Un joven policía, Frank Connor (Andy García), cuyo hijo de nueve años requiere un trasplante de médula para sobrevivir a la leucemia, se ve obligado a proteger la vida del asesino Peter McCabe (Michael Keaton), un psicópata que acepta someterse a la intervención quirúrgica a cambio de mejores condiciones de vida en la cárcel. Su código genético, compatible con el del niño, lo vuelve un sujeto irremplazable, valiosísimo para el padre desesperado que prefiere dejar que McCabe acabe con varios policías antes de atreverse a matarlo. (Un policía le pregunta azorado: ``¿Cuántas personas tendrán que morir aquí esta noche para que tu hijo pueda vivir?'').
Peter McCabe es el asesino esquizofrénico, con los delirios de grandeza del gángster que interpreta James Cagney en Alma negra (White heat, Walsh, 1949), y la inteligencia destructora de Anibal Lecter (Anthony Hopkins en El silencio de los inocentes). Keaton interpreta este personaje vigorosamente, pero continuamente se ve obligado a medir fuerzas con un Andy García vacilante y forzado, ansioso de parecer convincente en su papel de padre atribulado. El guión de David Klass es a menudo inconsistente.
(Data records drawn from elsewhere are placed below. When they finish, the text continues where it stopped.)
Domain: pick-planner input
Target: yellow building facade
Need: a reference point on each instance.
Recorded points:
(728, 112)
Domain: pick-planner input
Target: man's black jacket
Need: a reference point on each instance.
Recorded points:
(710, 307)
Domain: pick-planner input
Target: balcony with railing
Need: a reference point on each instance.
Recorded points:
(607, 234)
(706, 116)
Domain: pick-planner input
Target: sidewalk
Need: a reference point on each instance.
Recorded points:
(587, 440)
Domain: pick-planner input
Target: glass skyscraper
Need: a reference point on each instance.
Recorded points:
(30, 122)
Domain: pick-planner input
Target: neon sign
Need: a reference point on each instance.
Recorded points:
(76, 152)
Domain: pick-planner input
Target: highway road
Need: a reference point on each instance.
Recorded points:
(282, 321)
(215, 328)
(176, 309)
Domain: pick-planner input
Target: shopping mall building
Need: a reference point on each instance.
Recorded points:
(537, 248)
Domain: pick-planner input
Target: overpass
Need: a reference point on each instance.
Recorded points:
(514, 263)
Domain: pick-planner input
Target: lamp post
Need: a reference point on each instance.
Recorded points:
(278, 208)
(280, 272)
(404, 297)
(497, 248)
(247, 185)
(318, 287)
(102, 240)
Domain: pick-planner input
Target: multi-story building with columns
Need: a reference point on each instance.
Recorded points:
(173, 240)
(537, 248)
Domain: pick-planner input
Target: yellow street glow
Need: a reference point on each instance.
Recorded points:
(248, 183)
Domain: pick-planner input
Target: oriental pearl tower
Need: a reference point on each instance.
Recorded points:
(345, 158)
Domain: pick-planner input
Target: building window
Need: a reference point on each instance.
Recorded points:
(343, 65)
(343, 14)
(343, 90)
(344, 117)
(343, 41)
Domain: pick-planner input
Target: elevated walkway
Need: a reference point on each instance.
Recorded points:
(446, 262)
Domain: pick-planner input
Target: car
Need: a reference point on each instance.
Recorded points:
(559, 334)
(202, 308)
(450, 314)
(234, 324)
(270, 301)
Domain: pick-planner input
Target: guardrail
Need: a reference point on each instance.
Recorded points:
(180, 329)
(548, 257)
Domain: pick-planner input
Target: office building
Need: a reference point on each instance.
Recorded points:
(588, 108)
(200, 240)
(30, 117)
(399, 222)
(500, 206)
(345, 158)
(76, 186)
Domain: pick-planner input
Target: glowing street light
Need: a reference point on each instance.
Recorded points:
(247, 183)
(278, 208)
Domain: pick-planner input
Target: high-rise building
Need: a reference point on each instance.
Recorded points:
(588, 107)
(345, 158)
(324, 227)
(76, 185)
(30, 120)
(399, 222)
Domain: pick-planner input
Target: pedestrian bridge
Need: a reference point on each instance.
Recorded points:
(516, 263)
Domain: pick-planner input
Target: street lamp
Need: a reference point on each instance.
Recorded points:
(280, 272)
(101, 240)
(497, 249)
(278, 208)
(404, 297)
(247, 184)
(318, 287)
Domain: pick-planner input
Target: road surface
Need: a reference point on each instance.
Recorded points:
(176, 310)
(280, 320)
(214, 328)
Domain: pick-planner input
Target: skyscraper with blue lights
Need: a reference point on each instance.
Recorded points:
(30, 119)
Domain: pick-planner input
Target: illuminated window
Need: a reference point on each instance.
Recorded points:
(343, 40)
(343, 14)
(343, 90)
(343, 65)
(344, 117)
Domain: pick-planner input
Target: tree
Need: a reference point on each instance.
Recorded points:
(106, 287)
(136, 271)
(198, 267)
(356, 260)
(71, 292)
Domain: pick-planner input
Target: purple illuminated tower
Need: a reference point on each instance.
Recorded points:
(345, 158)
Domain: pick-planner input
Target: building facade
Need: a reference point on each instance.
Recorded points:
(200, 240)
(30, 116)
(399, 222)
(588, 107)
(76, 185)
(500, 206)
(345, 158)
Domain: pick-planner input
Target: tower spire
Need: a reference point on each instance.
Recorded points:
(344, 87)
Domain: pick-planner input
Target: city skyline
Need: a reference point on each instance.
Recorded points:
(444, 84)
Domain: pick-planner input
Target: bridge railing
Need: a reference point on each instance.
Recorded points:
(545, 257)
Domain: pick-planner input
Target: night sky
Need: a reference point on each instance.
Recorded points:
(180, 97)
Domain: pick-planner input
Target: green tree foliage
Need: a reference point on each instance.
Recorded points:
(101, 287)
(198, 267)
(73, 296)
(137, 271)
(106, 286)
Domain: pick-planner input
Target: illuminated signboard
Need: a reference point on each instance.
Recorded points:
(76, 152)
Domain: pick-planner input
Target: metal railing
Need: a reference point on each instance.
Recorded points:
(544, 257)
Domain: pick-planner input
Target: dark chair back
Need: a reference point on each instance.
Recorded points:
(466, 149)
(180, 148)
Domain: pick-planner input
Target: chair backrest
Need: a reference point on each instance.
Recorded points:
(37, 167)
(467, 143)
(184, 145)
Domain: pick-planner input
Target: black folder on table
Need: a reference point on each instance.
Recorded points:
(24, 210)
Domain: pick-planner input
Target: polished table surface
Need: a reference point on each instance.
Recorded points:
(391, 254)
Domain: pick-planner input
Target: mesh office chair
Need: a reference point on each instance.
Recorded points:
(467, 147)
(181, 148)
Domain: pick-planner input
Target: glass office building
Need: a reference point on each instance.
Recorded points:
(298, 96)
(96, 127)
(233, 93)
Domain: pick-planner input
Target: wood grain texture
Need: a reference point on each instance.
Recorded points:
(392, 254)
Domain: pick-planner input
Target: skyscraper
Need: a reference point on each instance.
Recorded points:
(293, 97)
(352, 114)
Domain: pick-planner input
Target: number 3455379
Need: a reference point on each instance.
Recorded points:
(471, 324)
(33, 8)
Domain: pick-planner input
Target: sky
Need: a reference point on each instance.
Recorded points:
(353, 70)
Después de plantear el dilema moral de Connor (¿cómo aceptar la muerte de muchos a cambio de la sobrevivencia del ser más querido?), abandona la posibilidad de profundizar en él y darle mayor densidad psicológica a los personajes, para seguir una línea de acción muy rutinaria (persecuciones, explosiones, rehenes amenazados con una pistola en la sien o una inyección de ácido sulfúrico), que culmina en escenas de sentimentalismo doméstico.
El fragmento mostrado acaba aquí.